Album Review: Beyoncé - “Cowboy Carter”

One of the world’s biggest stars leans into country music’s roots with several songs on 27 track album which features the mega hit “Texas Hold ‘Em.”

Yes, it’s true, Beyoncé has made an album with country music on it. Now, if you expect COWBOY CARTER to be some classic country album, go look elsewhere as this isn’t it. That being said, there are acoustic guitars, country instruments like Dobro and fiddle in the mix on several songs but in all honesty, this is an artist making an artistic statement with a subgenre of music which hasn’t always been kind to people who look like her (just look at featured guest Linda Martell’s career within country music). The features on Cowboy Carter are mostly country artists like, Shaboozey, Tanner Adell, Brittney Spencer, Tiera Kennedy, Reyna Roberts, Linda Martell, Willie Jones, country icons Willie Nelson and Dolly Parton and, finally, Bey’s fellow genre-bending stars Miley Cyrus and Post Malone. These features aren’t dominating the album but the album does interpolates or cover several songs like The Beatles “Blackbird” (a song titled “Blackbiird” and takes the title literal as it’s all black female country artists performing the iconic song with Beyoncé), “Ya Ya” features a country rock chant-a-long lyric with the Beach Boys’ “Good Vibrations” there while “I Fall To Pieces” is interpolated and mixed into “Sweet*Honey*Buckin’.” We also “Landslide” a little bit on “II Most Wanted” while the most-talked about interpolation/cover is definitely “Jolene,” a mostly-re-written version of Dolly Parton’s “Jolene” (the melody and parts of the lyrics are intact but Beyoncé’s lyrics are put in.

Cowboy Carter’s two lead singles “Texas Hold ‘Em” and “16 Carriages” are definitely country music songs, in our modern context of the genre and Beyoncé is one of the best vocalists (and entertainers) in all of music. As usual, it’s all subjective with other highlights on the record including the opener “AMERIICAN REQUIEM,” “Protector” “Daughter,” (with its acoustic/strings/Steel guitar-laced melody that continues the “Jolene” as it’s mostly a prayer to God). “ALLIIGATOR TEARS” has a country rock vibe to the melody that’s appealing to my ears while Beyoncé’s jam with Willie Jones, “Just For Fun” feels like it could be a hit in the making. The latter quarter of the album comes across as a country disco record and there’s nothing wrong with that and it’ll certainly feel good on a roadtrip playlist.
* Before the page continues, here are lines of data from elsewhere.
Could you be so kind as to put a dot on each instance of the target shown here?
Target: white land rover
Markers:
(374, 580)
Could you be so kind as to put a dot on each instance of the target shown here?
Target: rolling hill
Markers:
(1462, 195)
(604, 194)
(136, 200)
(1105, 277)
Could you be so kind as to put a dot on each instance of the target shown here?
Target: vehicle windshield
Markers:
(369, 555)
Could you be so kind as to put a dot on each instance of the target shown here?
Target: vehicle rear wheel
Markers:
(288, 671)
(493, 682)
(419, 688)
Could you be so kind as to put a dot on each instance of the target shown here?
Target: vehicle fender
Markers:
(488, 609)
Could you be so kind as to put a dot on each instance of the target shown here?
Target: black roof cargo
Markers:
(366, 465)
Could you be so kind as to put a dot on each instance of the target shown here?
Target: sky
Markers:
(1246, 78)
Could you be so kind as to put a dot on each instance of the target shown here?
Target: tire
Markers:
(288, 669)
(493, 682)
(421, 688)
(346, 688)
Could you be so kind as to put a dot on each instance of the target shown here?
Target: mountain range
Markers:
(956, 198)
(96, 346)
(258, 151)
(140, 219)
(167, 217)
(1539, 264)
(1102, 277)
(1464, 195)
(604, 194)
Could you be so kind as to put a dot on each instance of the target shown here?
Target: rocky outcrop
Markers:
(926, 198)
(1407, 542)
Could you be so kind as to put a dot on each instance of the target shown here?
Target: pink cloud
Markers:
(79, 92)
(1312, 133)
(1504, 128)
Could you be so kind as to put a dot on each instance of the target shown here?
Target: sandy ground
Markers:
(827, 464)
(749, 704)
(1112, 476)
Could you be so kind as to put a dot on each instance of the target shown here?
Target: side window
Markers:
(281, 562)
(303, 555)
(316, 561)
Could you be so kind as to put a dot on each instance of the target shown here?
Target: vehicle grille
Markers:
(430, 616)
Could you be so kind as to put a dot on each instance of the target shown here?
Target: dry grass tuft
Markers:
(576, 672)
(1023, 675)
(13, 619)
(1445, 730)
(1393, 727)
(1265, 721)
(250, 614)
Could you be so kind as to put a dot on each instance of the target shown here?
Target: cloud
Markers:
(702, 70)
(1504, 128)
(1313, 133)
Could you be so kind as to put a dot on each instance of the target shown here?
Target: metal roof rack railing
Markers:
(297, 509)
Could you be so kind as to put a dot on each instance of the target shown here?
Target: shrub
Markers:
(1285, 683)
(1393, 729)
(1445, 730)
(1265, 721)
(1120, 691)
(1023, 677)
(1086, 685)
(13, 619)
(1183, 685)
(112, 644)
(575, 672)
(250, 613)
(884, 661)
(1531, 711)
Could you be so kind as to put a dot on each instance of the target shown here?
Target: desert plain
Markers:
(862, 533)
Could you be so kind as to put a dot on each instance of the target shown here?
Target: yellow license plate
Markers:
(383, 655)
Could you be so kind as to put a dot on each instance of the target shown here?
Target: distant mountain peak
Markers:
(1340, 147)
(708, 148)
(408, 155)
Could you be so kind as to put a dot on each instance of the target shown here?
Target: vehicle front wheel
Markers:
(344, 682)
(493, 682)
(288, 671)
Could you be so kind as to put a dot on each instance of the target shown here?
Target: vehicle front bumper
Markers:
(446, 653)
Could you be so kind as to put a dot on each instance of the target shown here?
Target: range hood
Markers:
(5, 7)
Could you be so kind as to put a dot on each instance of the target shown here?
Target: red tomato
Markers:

Overall, Cowboy Carter from Beyoncé is a remarkable piece of music making. It’s not likely to make new fans of her out of longtime country music fans but it might make country music more open for other black country music artists and it’s high time that the genre just gets the best music possible and as Linda Martell says on the beginning of the country trap track “SPAGHETTII,” ‘genre’s are a funny little concept aren’t they?’ And it’s true. Genres, after all, were created at the beginning of the music buying era around 100 years ago to keep “race records” separate from “pop records” and “hillbilly records.” The first genre evolved into R&B while the latter into country but me, as a modern 21st century man, I’ve preferred to describe music as either “good” or “bad” and not in need of so many labels and Cowboy Carter is most definitely in the “Good” realm of the equation.